The first step the Red Brigade takes in its mission to address the situation brought to their attention is to send a warning letter to the offending party, in which he or she is directed to come to a meeting to discuss the problem. These meetings, which are an attempt to ameliorate the situation, are led by Aparna and attended by a lawyer and several other members of the organization.
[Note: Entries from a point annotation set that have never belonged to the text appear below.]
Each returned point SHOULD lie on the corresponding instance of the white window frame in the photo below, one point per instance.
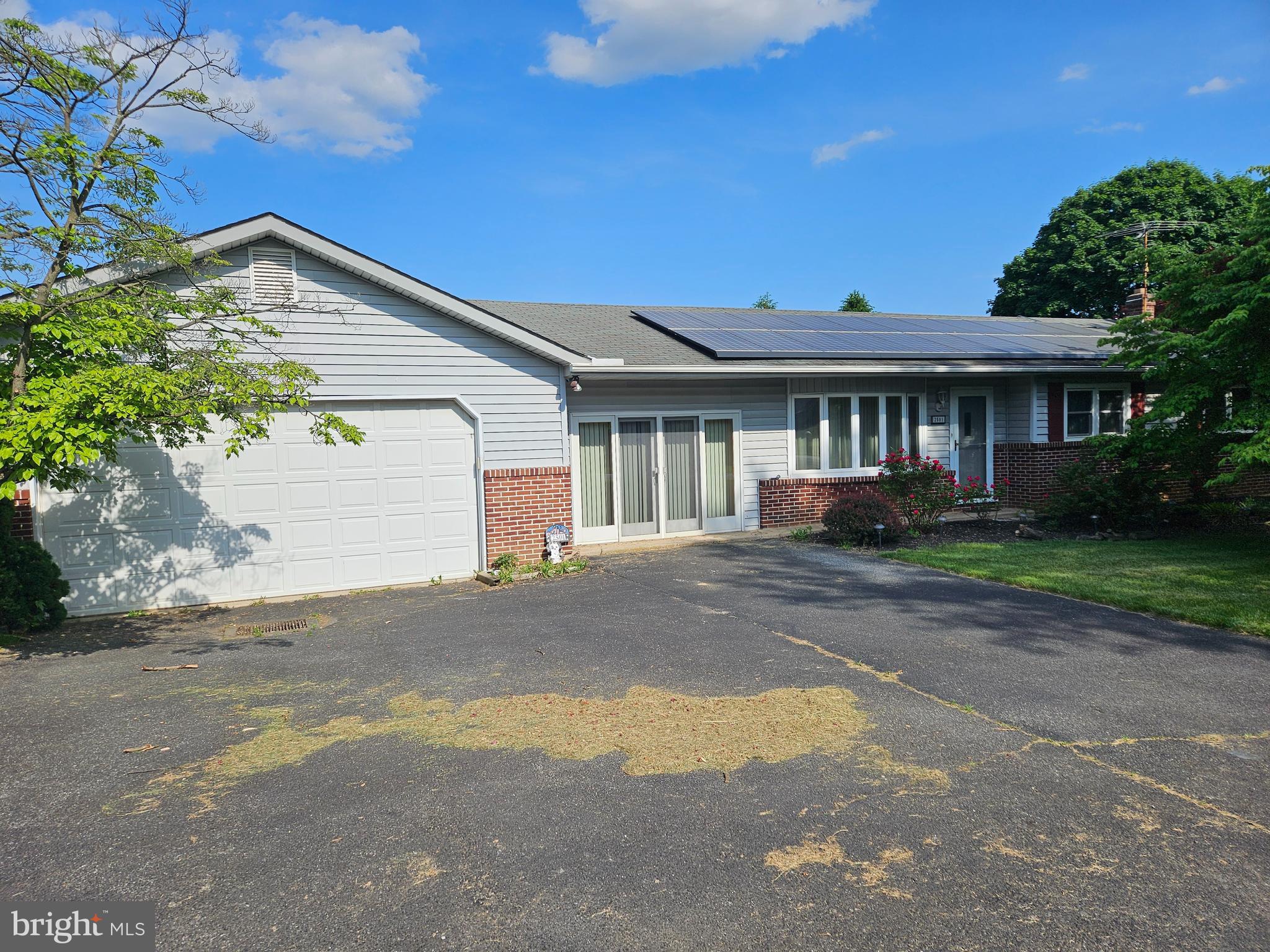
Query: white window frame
(614, 534)
(859, 467)
(1096, 389)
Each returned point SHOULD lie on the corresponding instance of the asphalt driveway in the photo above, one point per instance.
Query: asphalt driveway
(945, 763)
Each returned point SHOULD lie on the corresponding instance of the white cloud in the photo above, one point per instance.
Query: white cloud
(1219, 84)
(334, 88)
(1110, 127)
(673, 37)
(837, 151)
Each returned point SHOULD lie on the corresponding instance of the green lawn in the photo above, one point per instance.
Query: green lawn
(1220, 580)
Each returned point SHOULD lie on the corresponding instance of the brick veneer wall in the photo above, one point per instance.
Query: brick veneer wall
(23, 516)
(520, 505)
(803, 499)
(1030, 470)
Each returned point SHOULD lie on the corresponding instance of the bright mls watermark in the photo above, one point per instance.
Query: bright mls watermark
(100, 927)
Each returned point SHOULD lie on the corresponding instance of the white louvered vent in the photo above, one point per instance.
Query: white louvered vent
(273, 275)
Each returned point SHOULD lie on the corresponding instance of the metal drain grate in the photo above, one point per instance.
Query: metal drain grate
(271, 627)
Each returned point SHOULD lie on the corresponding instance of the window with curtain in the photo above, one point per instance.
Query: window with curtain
(1080, 413)
(915, 425)
(1110, 412)
(840, 433)
(894, 425)
(856, 432)
(807, 433)
(870, 419)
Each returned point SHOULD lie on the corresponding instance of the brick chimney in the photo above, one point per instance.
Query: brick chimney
(1140, 301)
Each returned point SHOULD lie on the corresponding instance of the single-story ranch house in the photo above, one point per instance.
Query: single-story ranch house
(488, 420)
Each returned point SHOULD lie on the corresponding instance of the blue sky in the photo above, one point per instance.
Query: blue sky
(495, 151)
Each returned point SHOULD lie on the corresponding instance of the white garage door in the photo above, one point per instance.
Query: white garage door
(283, 517)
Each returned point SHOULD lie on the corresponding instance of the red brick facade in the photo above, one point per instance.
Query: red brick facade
(803, 499)
(1030, 470)
(23, 516)
(520, 505)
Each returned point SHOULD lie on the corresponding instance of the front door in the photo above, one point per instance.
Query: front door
(972, 437)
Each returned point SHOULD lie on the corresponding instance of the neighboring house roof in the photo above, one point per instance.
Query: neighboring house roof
(615, 332)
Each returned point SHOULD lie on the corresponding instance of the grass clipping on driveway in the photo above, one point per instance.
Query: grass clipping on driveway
(659, 731)
(1217, 580)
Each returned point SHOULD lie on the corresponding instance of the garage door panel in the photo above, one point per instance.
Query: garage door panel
(357, 494)
(186, 527)
(447, 452)
(406, 528)
(257, 461)
(403, 454)
(308, 496)
(258, 579)
(450, 489)
(202, 503)
(451, 560)
(306, 459)
(84, 551)
(141, 506)
(361, 569)
(350, 459)
(257, 499)
(360, 531)
(310, 535)
(197, 464)
(314, 574)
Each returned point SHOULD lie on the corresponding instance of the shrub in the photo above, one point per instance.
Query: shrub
(1105, 482)
(853, 517)
(31, 584)
(921, 489)
(978, 496)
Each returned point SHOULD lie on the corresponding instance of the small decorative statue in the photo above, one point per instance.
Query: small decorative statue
(557, 536)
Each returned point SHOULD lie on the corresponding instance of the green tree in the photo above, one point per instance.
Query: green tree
(1207, 352)
(1073, 271)
(110, 325)
(856, 302)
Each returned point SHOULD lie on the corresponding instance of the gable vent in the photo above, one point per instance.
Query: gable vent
(273, 275)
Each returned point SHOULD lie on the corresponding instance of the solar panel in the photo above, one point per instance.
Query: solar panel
(756, 334)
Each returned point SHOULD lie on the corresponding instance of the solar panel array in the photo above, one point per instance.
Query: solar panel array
(748, 334)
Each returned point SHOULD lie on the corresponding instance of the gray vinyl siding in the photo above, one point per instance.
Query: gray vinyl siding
(763, 419)
(367, 342)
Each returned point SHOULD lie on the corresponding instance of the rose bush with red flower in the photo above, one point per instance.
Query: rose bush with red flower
(921, 488)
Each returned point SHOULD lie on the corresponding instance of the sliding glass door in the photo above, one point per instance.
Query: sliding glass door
(657, 475)
(680, 436)
(723, 508)
(636, 455)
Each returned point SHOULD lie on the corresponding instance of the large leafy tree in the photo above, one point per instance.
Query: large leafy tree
(855, 302)
(111, 329)
(1073, 270)
(1207, 352)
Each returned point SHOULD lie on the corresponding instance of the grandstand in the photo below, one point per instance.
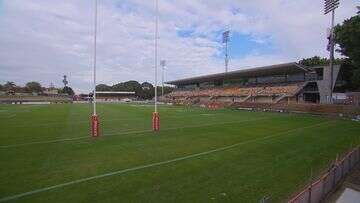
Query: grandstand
(33, 99)
(281, 83)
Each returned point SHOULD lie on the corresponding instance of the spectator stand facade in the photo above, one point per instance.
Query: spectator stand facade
(282, 83)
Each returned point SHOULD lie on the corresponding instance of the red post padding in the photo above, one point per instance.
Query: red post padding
(95, 126)
(156, 121)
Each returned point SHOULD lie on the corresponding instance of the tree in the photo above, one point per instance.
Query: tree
(347, 36)
(33, 87)
(68, 90)
(9, 86)
(103, 87)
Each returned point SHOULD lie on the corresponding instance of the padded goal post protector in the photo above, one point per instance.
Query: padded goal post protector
(95, 126)
(156, 121)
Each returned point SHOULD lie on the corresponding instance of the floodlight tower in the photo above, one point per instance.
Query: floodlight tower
(330, 6)
(163, 64)
(65, 81)
(94, 117)
(156, 116)
(226, 37)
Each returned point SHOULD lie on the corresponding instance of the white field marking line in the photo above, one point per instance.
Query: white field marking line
(17, 196)
(124, 133)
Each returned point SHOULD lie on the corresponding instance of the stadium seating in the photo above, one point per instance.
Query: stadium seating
(277, 90)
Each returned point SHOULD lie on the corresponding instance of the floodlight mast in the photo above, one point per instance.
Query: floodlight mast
(330, 6)
(163, 64)
(226, 40)
(156, 117)
(94, 118)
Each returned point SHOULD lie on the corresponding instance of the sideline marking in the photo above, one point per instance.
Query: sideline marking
(124, 133)
(153, 164)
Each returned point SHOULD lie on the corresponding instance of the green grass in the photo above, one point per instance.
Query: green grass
(271, 154)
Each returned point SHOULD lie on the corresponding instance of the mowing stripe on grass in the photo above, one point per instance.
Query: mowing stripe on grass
(124, 133)
(20, 195)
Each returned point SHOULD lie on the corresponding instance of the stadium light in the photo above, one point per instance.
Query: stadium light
(163, 64)
(226, 38)
(94, 117)
(330, 6)
(156, 116)
(65, 81)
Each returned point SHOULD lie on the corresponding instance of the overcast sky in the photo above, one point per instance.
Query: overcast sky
(43, 40)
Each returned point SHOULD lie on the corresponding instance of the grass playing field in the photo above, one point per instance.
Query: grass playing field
(47, 155)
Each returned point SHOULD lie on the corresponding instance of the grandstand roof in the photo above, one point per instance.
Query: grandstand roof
(277, 69)
(104, 92)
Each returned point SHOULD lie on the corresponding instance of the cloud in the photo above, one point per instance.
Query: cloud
(43, 40)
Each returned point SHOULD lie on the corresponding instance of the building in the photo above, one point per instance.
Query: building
(289, 82)
(114, 96)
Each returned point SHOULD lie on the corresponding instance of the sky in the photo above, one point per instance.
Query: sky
(42, 40)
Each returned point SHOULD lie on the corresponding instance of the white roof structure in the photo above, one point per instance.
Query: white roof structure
(114, 92)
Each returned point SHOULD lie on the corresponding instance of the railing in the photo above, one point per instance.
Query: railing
(318, 190)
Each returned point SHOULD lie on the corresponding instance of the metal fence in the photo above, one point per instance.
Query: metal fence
(318, 190)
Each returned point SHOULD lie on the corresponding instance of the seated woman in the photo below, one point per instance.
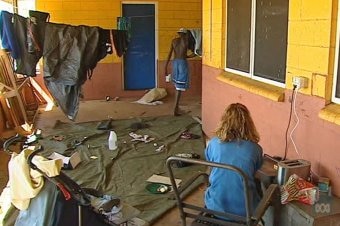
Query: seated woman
(235, 143)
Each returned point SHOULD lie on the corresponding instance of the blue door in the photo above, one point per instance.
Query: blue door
(139, 60)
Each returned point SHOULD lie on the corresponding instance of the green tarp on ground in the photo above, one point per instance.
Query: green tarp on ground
(124, 171)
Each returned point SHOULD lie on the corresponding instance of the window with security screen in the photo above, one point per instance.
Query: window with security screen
(257, 39)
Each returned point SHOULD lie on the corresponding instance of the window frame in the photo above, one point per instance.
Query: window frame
(251, 74)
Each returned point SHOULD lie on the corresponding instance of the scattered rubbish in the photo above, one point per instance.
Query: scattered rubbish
(160, 148)
(189, 136)
(58, 137)
(69, 162)
(138, 137)
(92, 146)
(138, 125)
(157, 188)
(153, 96)
(105, 124)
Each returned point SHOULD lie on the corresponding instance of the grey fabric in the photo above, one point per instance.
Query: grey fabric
(70, 53)
(124, 172)
(39, 212)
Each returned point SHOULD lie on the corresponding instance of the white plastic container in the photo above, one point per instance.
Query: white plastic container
(168, 78)
(112, 140)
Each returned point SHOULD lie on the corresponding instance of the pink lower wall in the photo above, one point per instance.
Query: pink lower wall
(107, 80)
(317, 140)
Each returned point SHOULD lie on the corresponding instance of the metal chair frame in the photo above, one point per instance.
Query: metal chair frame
(186, 209)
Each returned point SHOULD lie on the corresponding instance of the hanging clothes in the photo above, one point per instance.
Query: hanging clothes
(70, 52)
(15, 36)
(197, 36)
(70, 55)
(124, 24)
(7, 35)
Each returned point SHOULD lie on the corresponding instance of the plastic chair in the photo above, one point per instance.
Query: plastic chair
(202, 215)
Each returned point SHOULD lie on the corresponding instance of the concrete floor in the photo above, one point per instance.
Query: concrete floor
(121, 109)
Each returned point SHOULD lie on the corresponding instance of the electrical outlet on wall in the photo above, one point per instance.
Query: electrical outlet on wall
(300, 82)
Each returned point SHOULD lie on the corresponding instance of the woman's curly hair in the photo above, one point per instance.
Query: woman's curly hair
(236, 123)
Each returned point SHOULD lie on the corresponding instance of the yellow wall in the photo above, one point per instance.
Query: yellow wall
(172, 15)
(311, 41)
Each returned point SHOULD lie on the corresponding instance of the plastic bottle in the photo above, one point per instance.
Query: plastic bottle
(112, 140)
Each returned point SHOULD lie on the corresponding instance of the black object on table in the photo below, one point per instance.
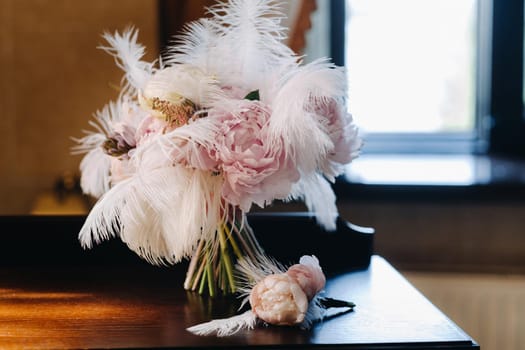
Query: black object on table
(52, 297)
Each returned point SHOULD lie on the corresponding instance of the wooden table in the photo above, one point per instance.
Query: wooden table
(146, 307)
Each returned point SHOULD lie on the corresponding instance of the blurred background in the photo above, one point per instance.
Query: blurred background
(435, 85)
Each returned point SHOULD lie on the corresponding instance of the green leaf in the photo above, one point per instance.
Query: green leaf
(253, 96)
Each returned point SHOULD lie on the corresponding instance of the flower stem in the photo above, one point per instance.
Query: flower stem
(193, 265)
(227, 261)
(210, 274)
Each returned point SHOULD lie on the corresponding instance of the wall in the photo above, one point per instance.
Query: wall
(52, 79)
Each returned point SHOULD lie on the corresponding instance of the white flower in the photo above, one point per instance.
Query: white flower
(279, 300)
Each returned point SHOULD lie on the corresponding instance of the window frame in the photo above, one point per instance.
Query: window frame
(500, 126)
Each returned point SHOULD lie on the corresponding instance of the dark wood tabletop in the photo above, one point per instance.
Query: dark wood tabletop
(146, 307)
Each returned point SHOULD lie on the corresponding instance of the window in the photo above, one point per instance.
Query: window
(434, 76)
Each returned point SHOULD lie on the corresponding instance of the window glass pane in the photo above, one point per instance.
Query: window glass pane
(412, 64)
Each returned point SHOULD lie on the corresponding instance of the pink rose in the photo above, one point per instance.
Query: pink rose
(254, 170)
(279, 300)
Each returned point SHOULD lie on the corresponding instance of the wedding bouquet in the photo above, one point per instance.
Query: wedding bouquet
(228, 119)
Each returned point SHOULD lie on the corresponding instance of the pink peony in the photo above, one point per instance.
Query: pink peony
(254, 170)
(279, 300)
(341, 130)
(309, 275)
(149, 127)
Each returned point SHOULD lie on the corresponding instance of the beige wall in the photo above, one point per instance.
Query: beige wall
(52, 79)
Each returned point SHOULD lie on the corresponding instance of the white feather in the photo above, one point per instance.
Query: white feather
(95, 166)
(195, 46)
(128, 55)
(95, 178)
(293, 119)
(103, 221)
(227, 326)
(319, 198)
(251, 42)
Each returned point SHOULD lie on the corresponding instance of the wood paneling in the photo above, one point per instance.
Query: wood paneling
(52, 80)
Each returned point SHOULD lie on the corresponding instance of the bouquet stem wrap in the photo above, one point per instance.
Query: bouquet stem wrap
(212, 265)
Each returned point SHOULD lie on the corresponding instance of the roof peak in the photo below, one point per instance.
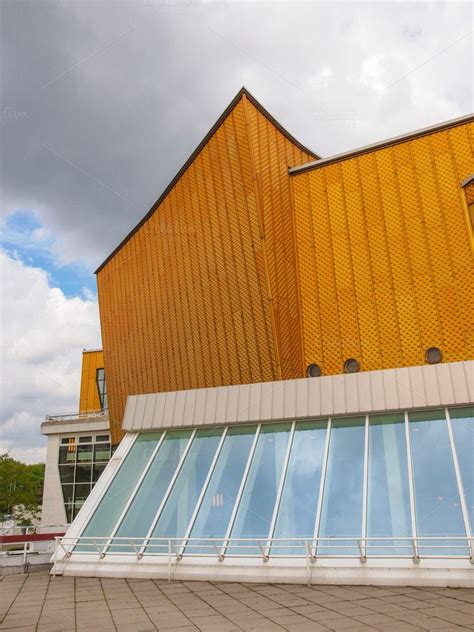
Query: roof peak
(237, 98)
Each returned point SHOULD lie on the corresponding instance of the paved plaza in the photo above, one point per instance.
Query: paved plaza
(50, 604)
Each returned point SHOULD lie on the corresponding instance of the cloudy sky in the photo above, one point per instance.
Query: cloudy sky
(103, 101)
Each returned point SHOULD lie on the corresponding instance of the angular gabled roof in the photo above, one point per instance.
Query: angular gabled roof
(243, 91)
(320, 162)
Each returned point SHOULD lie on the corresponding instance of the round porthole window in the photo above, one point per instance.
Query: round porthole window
(433, 355)
(313, 370)
(351, 366)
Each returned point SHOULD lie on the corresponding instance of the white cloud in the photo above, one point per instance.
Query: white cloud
(44, 333)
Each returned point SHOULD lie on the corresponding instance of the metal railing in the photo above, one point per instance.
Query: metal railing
(311, 549)
(77, 415)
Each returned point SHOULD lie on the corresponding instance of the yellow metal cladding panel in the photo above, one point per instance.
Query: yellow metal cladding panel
(89, 395)
(204, 292)
(272, 154)
(384, 254)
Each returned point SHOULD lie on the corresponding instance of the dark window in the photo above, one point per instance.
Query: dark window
(84, 453)
(102, 388)
(66, 473)
(68, 491)
(83, 473)
(102, 452)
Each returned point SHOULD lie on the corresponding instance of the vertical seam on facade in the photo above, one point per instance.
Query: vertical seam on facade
(262, 245)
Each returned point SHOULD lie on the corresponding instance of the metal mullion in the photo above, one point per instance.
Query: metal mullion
(240, 492)
(280, 489)
(366, 484)
(322, 484)
(457, 469)
(411, 485)
(168, 492)
(203, 491)
(134, 493)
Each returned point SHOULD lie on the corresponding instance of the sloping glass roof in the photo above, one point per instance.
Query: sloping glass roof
(359, 486)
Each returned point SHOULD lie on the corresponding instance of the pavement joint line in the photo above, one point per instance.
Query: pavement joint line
(200, 598)
(260, 614)
(14, 598)
(33, 603)
(44, 600)
(141, 605)
(107, 603)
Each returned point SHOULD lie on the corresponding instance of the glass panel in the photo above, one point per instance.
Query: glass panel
(67, 454)
(438, 508)
(102, 452)
(217, 505)
(96, 472)
(388, 501)
(76, 509)
(462, 423)
(258, 499)
(140, 514)
(113, 501)
(341, 513)
(66, 473)
(177, 512)
(297, 512)
(81, 492)
(84, 453)
(83, 473)
(68, 491)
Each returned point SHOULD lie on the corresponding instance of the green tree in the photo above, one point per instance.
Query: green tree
(21, 488)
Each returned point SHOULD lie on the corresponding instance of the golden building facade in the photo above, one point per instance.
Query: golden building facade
(385, 252)
(256, 262)
(91, 373)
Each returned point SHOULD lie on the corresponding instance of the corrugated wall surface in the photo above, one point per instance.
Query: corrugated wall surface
(204, 293)
(384, 254)
(89, 395)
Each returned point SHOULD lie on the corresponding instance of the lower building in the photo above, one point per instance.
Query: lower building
(357, 478)
(78, 447)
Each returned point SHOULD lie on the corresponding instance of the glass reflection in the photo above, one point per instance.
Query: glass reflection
(143, 508)
(216, 509)
(179, 507)
(258, 498)
(438, 508)
(341, 514)
(462, 423)
(114, 500)
(388, 500)
(297, 511)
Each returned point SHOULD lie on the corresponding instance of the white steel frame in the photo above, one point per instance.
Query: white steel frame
(313, 547)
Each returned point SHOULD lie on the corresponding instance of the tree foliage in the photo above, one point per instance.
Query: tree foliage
(21, 488)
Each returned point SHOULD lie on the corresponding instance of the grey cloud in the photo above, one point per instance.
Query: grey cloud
(105, 101)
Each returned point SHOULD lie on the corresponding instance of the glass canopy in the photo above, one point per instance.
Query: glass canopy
(374, 485)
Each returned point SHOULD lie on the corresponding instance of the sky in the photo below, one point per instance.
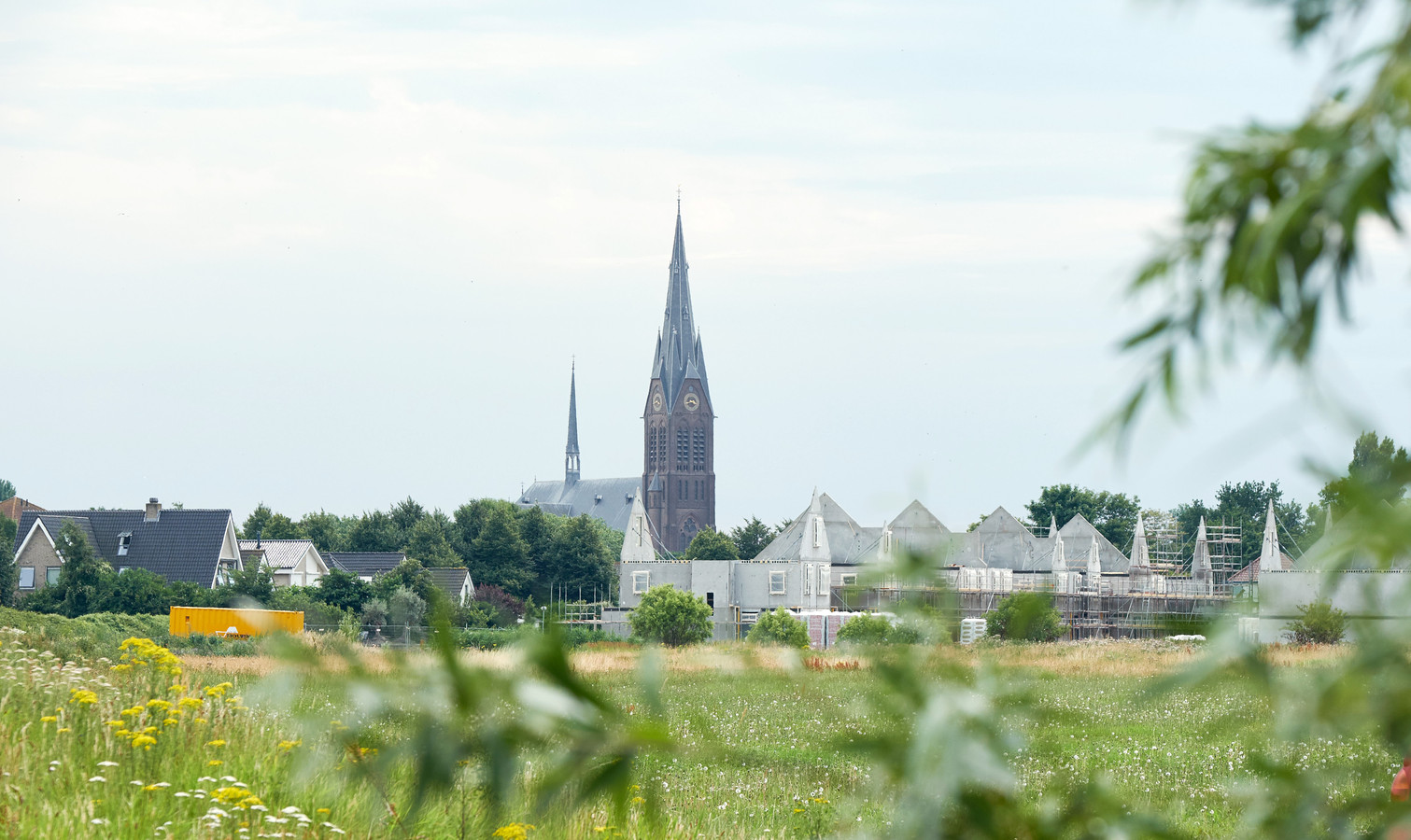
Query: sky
(329, 256)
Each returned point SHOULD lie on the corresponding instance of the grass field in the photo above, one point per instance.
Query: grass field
(764, 745)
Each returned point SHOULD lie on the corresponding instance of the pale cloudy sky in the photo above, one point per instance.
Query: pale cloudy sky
(334, 254)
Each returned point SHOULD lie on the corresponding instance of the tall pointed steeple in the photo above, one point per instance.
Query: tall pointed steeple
(679, 347)
(571, 453)
(1270, 555)
(1203, 569)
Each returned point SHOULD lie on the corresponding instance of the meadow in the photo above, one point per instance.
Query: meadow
(764, 743)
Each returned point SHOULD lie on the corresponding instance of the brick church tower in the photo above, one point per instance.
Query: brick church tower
(679, 422)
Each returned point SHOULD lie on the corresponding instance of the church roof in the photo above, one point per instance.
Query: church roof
(605, 499)
(679, 354)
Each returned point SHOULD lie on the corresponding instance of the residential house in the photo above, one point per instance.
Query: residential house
(181, 544)
(366, 564)
(294, 563)
(455, 582)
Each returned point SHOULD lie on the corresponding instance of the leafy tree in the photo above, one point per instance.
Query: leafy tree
(779, 627)
(135, 592)
(329, 532)
(671, 618)
(80, 577)
(254, 582)
(712, 544)
(345, 589)
(405, 608)
(1113, 514)
(505, 608)
(865, 629)
(8, 572)
(427, 543)
(411, 575)
(256, 522)
(406, 513)
(1319, 623)
(751, 538)
(1379, 471)
(1024, 616)
(374, 612)
(375, 532)
(580, 561)
(500, 555)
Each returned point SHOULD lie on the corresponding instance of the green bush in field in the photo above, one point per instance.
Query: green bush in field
(1024, 616)
(779, 627)
(874, 629)
(1319, 623)
(671, 618)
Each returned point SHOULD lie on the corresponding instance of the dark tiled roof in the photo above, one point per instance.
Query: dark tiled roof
(450, 580)
(582, 497)
(179, 546)
(366, 563)
(13, 506)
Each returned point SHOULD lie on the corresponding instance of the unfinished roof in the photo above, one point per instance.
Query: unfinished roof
(845, 539)
(1001, 541)
(366, 563)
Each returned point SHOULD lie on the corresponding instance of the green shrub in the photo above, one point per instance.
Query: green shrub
(874, 629)
(1319, 623)
(1024, 616)
(671, 618)
(779, 627)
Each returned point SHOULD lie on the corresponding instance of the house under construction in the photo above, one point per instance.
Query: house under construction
(825, 567)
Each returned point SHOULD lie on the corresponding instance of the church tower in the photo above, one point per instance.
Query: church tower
(679, 422)
(571, 453)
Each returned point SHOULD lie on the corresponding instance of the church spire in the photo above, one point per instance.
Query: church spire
(571, 453)
(679, 348)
Following this, if the situation does not improve, Aparna takes the second step, which is to contact authorities at the courthouse and at the police station and ask them to intervene. However, due to the often drawn-out process of Pune’s legal system, these interventions are frequently ineffective in curbing the abuse and further action is required.
This is the point at which the Red Brigade swings into action and a protest is launched. Anywhere from thirty to two hundred Ahilyatai Rangnekar Brigade members — numbers vary depending on the situation — all clothed in red, appear at the site where the transgressor resides or enacts his illegal business.
Members chant, drum and march until the accused agrees to reform. This method has proven to be so effective that when perpetrators are sent the initial warning letter by the Red Brigade, they are invariably pressured by family, friends and police to comply in order to avoid being shamed by further action.
Ahilyatai Rangnekar Brigade always follows a case through to completion.
Aparna Ganesh Darade was born in a village called Tambua in Maharashtra. She says that in her early childhood her parents owned a number of farms and were relatively affluent. However, Aparna’s father was an alcoholic.
Due to this addiction and the mismanagement of the family’s finances, Aparna’s family was forced to sell their properties, and they quickly descended into poverty. To make ends meet, Aparna learned how to sew and was able to earn enough money in this way to pay for her education.
Aparna feels that her background makes her feel especially sympathetic to cases involving alcohol abuse. “Whenever I hear of a case of alcoholism, I jump in to help immediately,” she says. In college, Aparna discovered that she had natural leadership abilities and felt an affinity for activism.
Her village was located 10 kms from her college and while travelling to class, she and her fellow female classmates faced constant harassment by men. Consequently, one of Aparna’s first projects was to work with the principal of her college to increase the safety for women en route to the institution. Aparna graduated in the top tier of her college class. Subsequently, she went on to graduate school to be awarded a Master’s degree in computer science, and received top honours there as well.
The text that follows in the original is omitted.